En cuanto a los niveles de deuda pública, son sin lugar a dudas muy altos, pero no es la primera vez que esto ocurre. Son cifras similares a las observadas en Francia en 1789 (aproximadamente la renta nacional anual), y significativamente inferiores a las vistas en Reino Unido tras las guerras napoleónicas del siglo XIX (la renta nacional de dos años) y en todos los países occidentales tras las dos guerras mundiales (renta nacional de dos-tres años).
Sin embargo, la historia demuestra que tales niveles de deuda no se pueden afrontar utilizando métodos normales. Se necesitan medidas excepcionales, tales como gravámenes sobre los activos privados más altos, como los que se aplicaron con éxito en el periodo de posguerra en Alemania y Japón. Cuando los tipos de interés reales crezcan de nuevo, habrá que hacer lo mismo, aplicando impuestos a los multimillonarios. Algunos esgrimirán que esto es imposible, pero en realidad es una sencilla transferencia contable. Lo mismo no se puede decir sobre los desafíos que plantean el calentamiento global, la sanidad pública o la formación, que no pueden resolverse de un plumazo.
Si examinamos ahora los detalles de las propuestas del informe Draghi, existe obviamente mucho que criticar, y eso es bueno. Una vez que se acepte el principio de que hace falta inversión masiva en Europa, es saludable que se expresen diferentes opiniones acerca del tipo de modelo de desarrollo y de los indicadores de bienestar que queremos promover. En este caso, el enfoque de Draghi es tecnófilo, mercantil y consumista. Hace hincapié en subvenciones públicas a gran escala para la inversión privada en tecnología digital, inteligencia artificial y medioambiente.

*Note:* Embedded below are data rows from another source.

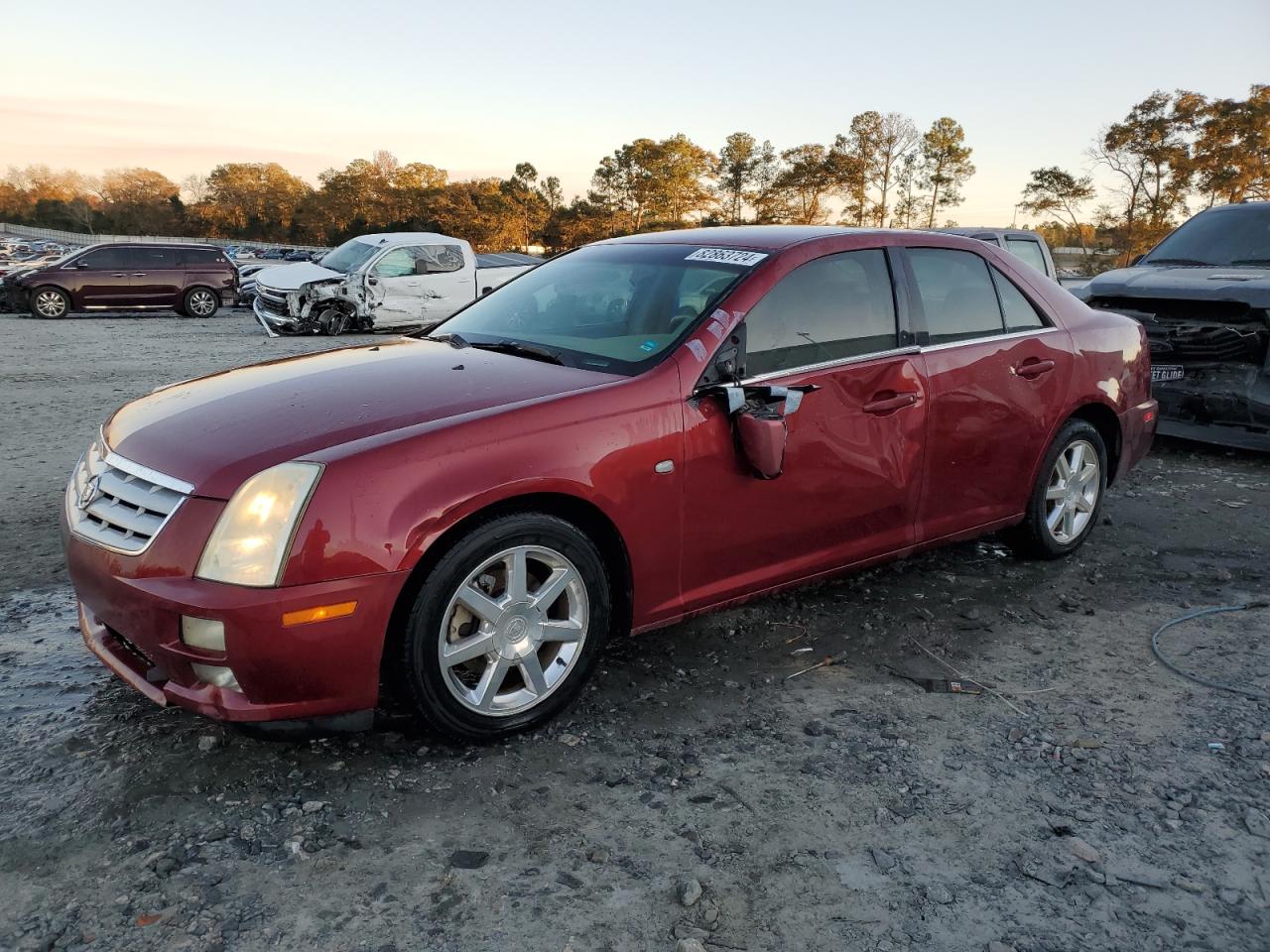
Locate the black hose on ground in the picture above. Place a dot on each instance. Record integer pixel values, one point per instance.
(1199, 613)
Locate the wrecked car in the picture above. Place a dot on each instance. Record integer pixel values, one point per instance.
(1203, 295)
(630, 434)
(380, 282)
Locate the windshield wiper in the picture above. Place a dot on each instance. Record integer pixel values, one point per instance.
(515, 347)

Sin embargo, existen razones para creer que Europa debería aprovechar la oportunidad para desarrollar otros modos de gobierno y evitar, una vez más, dar todo el poder a enormes grupos de capital privado para gestionar nuestros datos, nuestras fuentes de energía o nuestras redes de transporte.
Draghi también considera la inversión pública, por ejemplo en investigación y enseñanza superior, pero de una forma excesivamente elitista y restrictiva. Propone que el Consejo Europeo de Investigación debería financiar a las universidades directamente (y no sólo a proyectos de investigación individuales), lo que sería muy positivo. Desafortunadamente, el informe propone centrarse únicamente en unos pocos polos de excelencia en las principales urbes, lo que sería económicamente peligroso y políticamente inaceptable. La sanidad pública y los hospitales ni se mencionan en el informe.
En términos generales, para adoptar tal plan de inversión, es fundamental que los territorios en desventaja y las regiones más perjudicadas (incluso, por ejemplo, en Alemania) se beneficien de recursos masivos y visibles. Si Francia, Alemania, Italia y España, que conjuntamente reúnen tres cuartos de la población de la Eurozona y de su PIB, pudieran ponerse de acuerdo de forma equilibrada en términos sociales y territoriales, sería posible avanzar sin esperar que hubiera unanimidad, confiando en un grupo principal de países (como vislumbra el informe Draghi). Este es el debate en el que ahora debe participar Europa.
Traducción del artículo de opinión publicado el 17 de septiembre de 2024 por Thomas Piketty en Le Monde.